The MLB has had a major shakeup with two new permanent rules. A universal DH, and the less talked about removal of draft pick compensation. The Atlanta Braves will have to consider this
The real question here, is how will this play a role in Freddie Freeman returning to the Atlanta Braves? From the outside looking in, this should play a huge role in Atlanta’s chances of signing their 2020 MVP winner.
These rule changes could potentially be bad for the Atlanta Braves
You have probably seen many fans across social media platforms get excited about the Atlanta Braves’ chances of signing Freddie Freeman because it appeared that the biggest roadblock to signing him was a 6th year on the contract.
The 6th year being an issue is probably true. It is also true that with the DH coming to the NL, then the 6th year at a high rate of pay would be more manageable since the Braves will not need as much value in his defense.
The Atlanta Braves are not the only suitors
The issue here is that it is easy to get stuck in a vacuum and get hyper focused on just the negotiations between Freddie Freeman and the Atlanta Braves since it seems like a perfect marriage. However, the addition of the official implementation of the DH in the NL just opened up quite a few more suitors.
The way the league is trending teams, for the large part no longer have one single player that is their DH. There are exceptions to the rule with guys like J.D. Martinez and Nelson Cruz, but we have seen a trend where the DH slot is used to take advantage of platoon splits and to offer rest to players.
If we look at the American League in 2021, we can see that teams used multiple DHs:
· Baltimore: 11 DHs used (3 with at least 21 games)
· Boston: 15 DHs used (3 with at least 6 games)
· Chicago: 18 DHs used (4 with at least 18 games)
· Cleveland: 13 DHs used (3 with at least 7 games)
· Detroit: 16 DHs used (4 with at least 11 games)
· Houston: 14 DHs used (3 with at least 10 games)
· Kansas City: 13 DHs used (4 with at least 19 games)
· Los Angeles: 6 DHs used (Ohtani had 126 games)
· Minnesota: 15 DHs used (3 with at least 11 games)

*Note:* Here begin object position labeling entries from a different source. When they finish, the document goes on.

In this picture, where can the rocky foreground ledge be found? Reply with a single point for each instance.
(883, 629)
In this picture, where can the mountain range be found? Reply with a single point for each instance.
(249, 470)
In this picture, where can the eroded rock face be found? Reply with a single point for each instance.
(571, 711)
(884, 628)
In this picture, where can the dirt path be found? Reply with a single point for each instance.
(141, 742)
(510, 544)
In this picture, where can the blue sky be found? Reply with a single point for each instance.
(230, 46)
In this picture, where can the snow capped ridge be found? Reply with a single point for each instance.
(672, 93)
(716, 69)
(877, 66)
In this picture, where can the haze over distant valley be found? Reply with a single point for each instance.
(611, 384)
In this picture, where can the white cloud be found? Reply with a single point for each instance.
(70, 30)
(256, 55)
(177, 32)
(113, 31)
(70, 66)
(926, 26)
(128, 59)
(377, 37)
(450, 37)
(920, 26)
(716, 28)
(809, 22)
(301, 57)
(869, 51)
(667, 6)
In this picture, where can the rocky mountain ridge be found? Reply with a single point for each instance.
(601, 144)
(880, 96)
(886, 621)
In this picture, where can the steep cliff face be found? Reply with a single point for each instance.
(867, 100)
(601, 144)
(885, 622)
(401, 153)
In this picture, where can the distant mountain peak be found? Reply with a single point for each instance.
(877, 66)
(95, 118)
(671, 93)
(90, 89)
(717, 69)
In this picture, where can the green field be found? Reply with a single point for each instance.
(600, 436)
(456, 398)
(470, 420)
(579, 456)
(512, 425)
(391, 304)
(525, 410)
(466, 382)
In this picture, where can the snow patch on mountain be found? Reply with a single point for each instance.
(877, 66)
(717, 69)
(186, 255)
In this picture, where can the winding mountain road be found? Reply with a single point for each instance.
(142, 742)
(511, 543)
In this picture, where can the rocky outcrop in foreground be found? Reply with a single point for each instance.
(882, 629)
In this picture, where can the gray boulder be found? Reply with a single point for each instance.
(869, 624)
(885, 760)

· New York: 8 DHs used (3 with at least 13 games)
· Oakland: 17 DHs used (3 with at least 18 games)
· Seattle: 15 DHs used (3 with at least 26 games)
· Tampa Bay: 14 DHs used (3 with at least 19 games)
· Texas: 20 DHs used (8 with at least 11 games)
· Toronto: 20 DHs used (7 with at least 11 games)
Because of this, combined with an added hitting slot for 15 teams, Freddie Freeman’s demand just went up. The economics 101 of supply vs. demand does not favor the Atlanta Braves in this situation.
Typically in situations where a team likes a player and the player likes the team, the contract leans towards who has more leverage. The leverage just took a huge shift in Freddie’s direction.
Whether this just means Freddie Freeman will leverage other team’s offers for more money, or if he is actually considering them is yet to be seen.
Draft pick compensation being taken away is a huge deal for the Atlanta Braves
Just like the DH being implemented, the draft pick compensation has a direct impact on Freddie Freeman’s market. The Atlanta Braves extended a qualifying offer to Freddie Freeman, which in the old system meant that any other team who signed him would forfeit their applicable draft pick to Atlanta.
This was a form of leverage for Atlanta because they did not have to forfeit a draft pick when any of the other 29 teams would. That leverage is now gone.
Since the previous CBA, players with a draft pick attached to them have traditionally had more difficulty getting what they believe their market value is. This helps the team that attached the draft pick to have to upper hand in re-signing the player. This advantage no longer exists.
If you combine the 2 new rule changes, it will most likely result in 2 scenarios
The first scenario is one that most Braves fans probably hope for. This scenario is that the Atlanta Braves will cave and pay Freddie Freeman for his rumored 6th year road block since he now has more negotiating leverage.
The second scenario is the opposite. Freddie Freeman’s demand may have increased much more than the Atlanta Braves front office is willing to pay.
Whatever happens, it is safe to say that when the lockout ends, Braves fans will be on the edge of their seats.